The supposedly fun thing David Foster Wallace said he’d never do again makes for the setting of a very fun—and typically moving—Transparent episode definitely worth watching again. On a tropical cruise, the original Pfefferman matriarch, Shelly, snaps at her family’s indifference to her and spends her vacation being pampered by her butler—or as she calls him, “the gay who comes with the room.” The others have their own existential misadventures at sea, with Maura reaching a new level of self-acceptance and deciding to hurl her body padding overboard—but then opting for a trash can so as not to pollute. And though the family’s effort at ceremonial spiritual healing fails, in the season’s delirious final moments Shelly emerges from her cocoon with a performance of a ’90s pop cover that delivers the much-needed message that everything is going to be fine, fine, fine.
Veep is impressively cynical—about Washington, about its institutions, about the people who make it what it is—and “Inauguration” might be its most cynical episode yet. But that is, sort of, a good thing! Selina Meyer has now become, after a bit of good fortune, the president of the United States; she is also, like most of the characters who populate the HBO show, not very good at her job. She made a big decision about a bank bailout based, too much, on her banker boyfriend; she sent a sext from the presidential Twitter account; she tried to blame the whole thing on Chinese hackers. The question that animated Veep’s fantastically acerbic fifth season was whether Meyer, the politician who had been successful in large part because she had been lucky, could be re-elected president on her own terms. And “Inauguration” offers, finally, an answer—and a high degree of comeuppance. It’s not at all a happy ending, but it’s a just one; and in Veep, as in the city whose story it tells, “just endings” are as remarkable as they are rare.
The X-Files, “Mulder and Scully Meet the Were-Monster”
Like so many recent revivals of TV classics, The X-Files had a lot on its shoulders.
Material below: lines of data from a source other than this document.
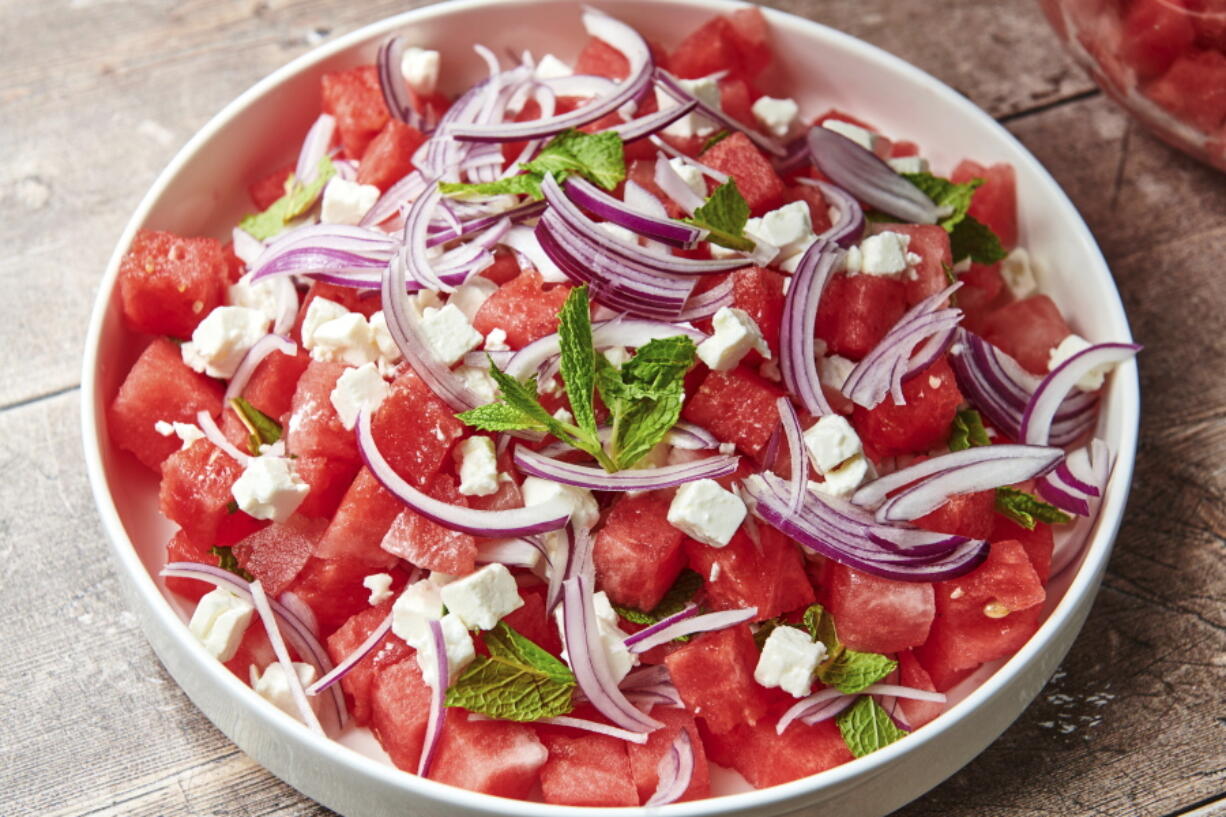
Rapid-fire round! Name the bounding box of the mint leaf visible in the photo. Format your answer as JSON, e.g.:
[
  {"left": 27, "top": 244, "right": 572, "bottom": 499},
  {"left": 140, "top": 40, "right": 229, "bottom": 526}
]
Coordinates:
[
  {"left": 835, "top": 696, "right": 906, "bottom": 757},
  {"left": 949, "top": 409, "right": 992, "bottom": 451},
  {"left": 558, "top": 285, "right": 603, "bottom": 437},
  {"left": 230, "top": 397, "right": 281, "bottom": 456},
  {"left": 683, "top": 179, "right": 754, "bottom": 253},
  {"left": 997, "top": 488, "right": 1073, "bottom": 530},
  {"left": 445, "top": 622, "right": 575, "bottom": 721},
  {"left": 238, "top": 156, "right": 336, "bottom": 242}
]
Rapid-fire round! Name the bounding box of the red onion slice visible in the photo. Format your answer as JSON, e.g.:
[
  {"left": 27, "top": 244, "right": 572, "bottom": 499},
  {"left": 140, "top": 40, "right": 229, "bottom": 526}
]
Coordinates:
[
  {"left": 1021, "top": 343, "right": 1141, "bottom": 445},
  {"left": 354, "top": 411, "right": 570, "bottom": 539},
  {"left": 808, "top": 125, "right": 938, "bottom": 224}
]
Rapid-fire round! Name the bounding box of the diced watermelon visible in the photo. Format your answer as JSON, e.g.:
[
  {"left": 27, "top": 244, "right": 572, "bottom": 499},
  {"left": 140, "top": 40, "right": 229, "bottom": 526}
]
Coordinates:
[
  {"left": 664, "top": 624, "right": 770, "bottom": 734},
  {"left": 429, "top": 709, "right": 549, "bottom": 800},
  {"left": 852, "top": 357, "right": 962, "bottom": 459},
  {"left": 682, "top": 366, "right": 783, "bottom": 458},
  {"left": 119, "top": 229, "right": 226, "bottom": 337},
  {"left": 821, "top": 562, "right": 937, "bottom": 653},
  {"left": 233, "top": 515, "right": 326, "bottom": 596},
  {"left": 315, "top": 467, "right": 405, "bottom": 568},
  {"left": 541, "top": 730, "right": 639, "bottom": 806},
  {"left": 367, "top": 657, "right": 431, "bottom": 774},
  {"left": 817, "top": 272, "right": 907, "bottom": 361},
  {"left": 284, "top": 361, "right": 360, "bottom": 462},
  {"left": 472, "top": 270, "right": 570, "bottom": 348},
  {"left": 702, "top": 715, "right": 852, "bottom": 789},
  {"left": 327, "top": 600, "right": 421, "bottom": 721},
  {"left": 950, "top": 159, "right": 1018, "bottom": 250},
  {"left": 625, "top": 707, "right": 711, "bottom": 802},
  {"left": 380, "top": 474, "right": 477, "bottom": 575},
  {"left": 107, "top": 337, "right": 222, "bottom": 470},
  {"left": 702, "top": 130, "right": 783, "bottom": 216},
  {"left": 320, "top": 65, "right": 389, "bottom": 159},
  {"left": 983, "top": 296, "right": 1073, "bottom": 374},
  {"left": 358, "top": 119, "right": 425, "bottom": 190},
  {"left": 593, "top": 491, "right": 685, "bottom": 610},
  {"left": 685, "top": 525, "right": 815, "bottom": 621}
]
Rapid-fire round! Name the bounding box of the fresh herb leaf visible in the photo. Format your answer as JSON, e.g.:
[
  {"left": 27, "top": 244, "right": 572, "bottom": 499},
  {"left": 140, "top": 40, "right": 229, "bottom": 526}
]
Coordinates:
[
  {"left": 230, "top": 397, "right": 281, "bottom": 456},
  {"left": 835, "top": 696, "right": 906, "bottom": 757},
  {"left": 208, "top": 545, "right": 255, "bottom": 581},
  {"left": 997, "top": 488, "right": 1073, "bottom": 530},
  {"left": 949, "top": 409, "right": 992, "bottom": 451},
  {"left": 238, "top": 156, "right": 336, "bottom": 242},
  {"left": 445, "top": 622, "right": 575, "bottom": 721},
  {"left": 683, "top": 179, "right": 754, "bottom": 253}
]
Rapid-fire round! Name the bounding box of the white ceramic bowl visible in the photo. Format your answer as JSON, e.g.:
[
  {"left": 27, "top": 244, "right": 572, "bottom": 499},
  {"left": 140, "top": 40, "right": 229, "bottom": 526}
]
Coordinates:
[{"left": 82, "top": 0, "right": 1139, "bottom": 817}]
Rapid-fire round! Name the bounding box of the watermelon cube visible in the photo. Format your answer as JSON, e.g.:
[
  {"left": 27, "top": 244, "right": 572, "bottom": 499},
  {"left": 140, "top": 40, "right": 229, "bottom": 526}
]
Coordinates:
[
  {"left": 593, "top": 491, "right": 685, "bottom": 610},
  {"left": 664, "top": 624, "right": 770, "bottom": 734},
  {"left": 541, "top": 730, "right": 639, "bottom": 806},
  {"left": 119, "top": 229, "right": 227, "bottom": 337},
  {"left": 107, "top": 337, "right": 222, "bottom": 470}
]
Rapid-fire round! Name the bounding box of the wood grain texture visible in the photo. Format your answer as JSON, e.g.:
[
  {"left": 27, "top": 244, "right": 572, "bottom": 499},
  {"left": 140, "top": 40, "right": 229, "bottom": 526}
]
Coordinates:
[{"left": 0, "top": 0, "right": 1226, "bottom": 817}]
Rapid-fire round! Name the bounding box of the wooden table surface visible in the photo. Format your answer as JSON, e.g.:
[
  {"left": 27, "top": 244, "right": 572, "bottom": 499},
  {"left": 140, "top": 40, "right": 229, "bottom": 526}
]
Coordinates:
[{"left": 0, "top": 0, "right": 1226, "bottom": 817}]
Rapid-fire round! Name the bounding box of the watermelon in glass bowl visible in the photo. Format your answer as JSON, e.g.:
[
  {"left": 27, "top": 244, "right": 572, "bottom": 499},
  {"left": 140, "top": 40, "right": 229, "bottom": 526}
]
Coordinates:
[{"left": 83, "top": 0, "right": 1139, "bottom": 817}]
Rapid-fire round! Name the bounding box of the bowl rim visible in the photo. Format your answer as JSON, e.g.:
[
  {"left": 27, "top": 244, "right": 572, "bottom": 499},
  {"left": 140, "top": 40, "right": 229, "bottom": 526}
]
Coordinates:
[{"left": 81, "top": 0, "right": 1140, "bottom": 817}]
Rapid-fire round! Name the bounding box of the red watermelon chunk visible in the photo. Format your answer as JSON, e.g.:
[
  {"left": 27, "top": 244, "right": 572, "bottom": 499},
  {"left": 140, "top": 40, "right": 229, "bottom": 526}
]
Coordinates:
[
  {"left": 821, "top": 562, "right": 937, "bottom": 654},
  {"left": 682, "top": 366, "right": 783, "bottom": 458},
  {"left": 702, "top": 131, "right": 783, "bottom": 216},
  {"left": 107, "top": 337, "right": 222, "bottom": 470},
  {"left": 119, "top": 229, "right": 227, "bottom": 337},
  {"left": 593, "top": 491, "right": 685, "bottom": 610},
  {"left": 852, "top": 357, "right": 962, "bottom": 459},
  {"left": 472, "top": 270, "right": 570, "bottom": 348},
  {"left": 541, "top": 730, "right": 639, "bottom": 806},
  {"left": 429, "top": 709, "right": 549, "bottom": 800},
  {"left": 685, "top": 525, "right": 815, "bottom": 621},
  {"left": 664, "top": 624, "right": 770, "bottom": 734},
  {"left": 320, "top": 65, "right": 389, "bottom": 159}
]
Coming back for just six episodes after 14 years, could it erase the many painful memories of the dreary later seasons of the sci-fi classic? Of course not—almost every new episode was riddled with flaws, and in typical fashion, it ended up asking more questions than it answered. But for one exceptional hour, The X-Files recaptured the magic, in a monster-of-the-week special that spoke to the show’s humor, its penchant for breaking the fourth wall, and, of course, the undeniable chemistry between its two leads. In all, The X-Files season 10 was a letdown. But “Mulder and Scully Meet the Were-Monster” may have been special enough to justify the whole thing.
You’re the Worst, “Twenty-Two”
Traditionally, it was when a sitcom was running out of other ideas that it resorted to the multi-perspective episode. The episode would go, usually, like this: A thing happens; one character remembers it one way; the other character remembers it another way; Rashomonic lols ensue. “Twenty-Two” is one such episode. But since You’re the Worst is a traditional sitcom only in the most superficial sense, it’s fitting that its take on the cliche would be sensitively told, beautifully rendered, and emotionally revelatory. “Twenty-Two” grafts the point of view of Edgar, the best friend of the comically self-absorbed Jimmy, onto the action of the show’s previous episode—and, in that, it lays bare how cruel Jimmy and his fellow narcissists can be when it comes to their treatment of the people who have the misfortune not to be them. The episode follows Edgar as he struggles and suffers and reaches a literal rock bottom—and, then, in a Hollywood twist, finds a small but richly deserved redemption. I won’t spoil the episode’s ending for you, but I will say that the final, magical scene of “Twenty-Two” has done something a sitcom has rarely been able to: It has haunted me, in the best of ways, long after I turned off the television.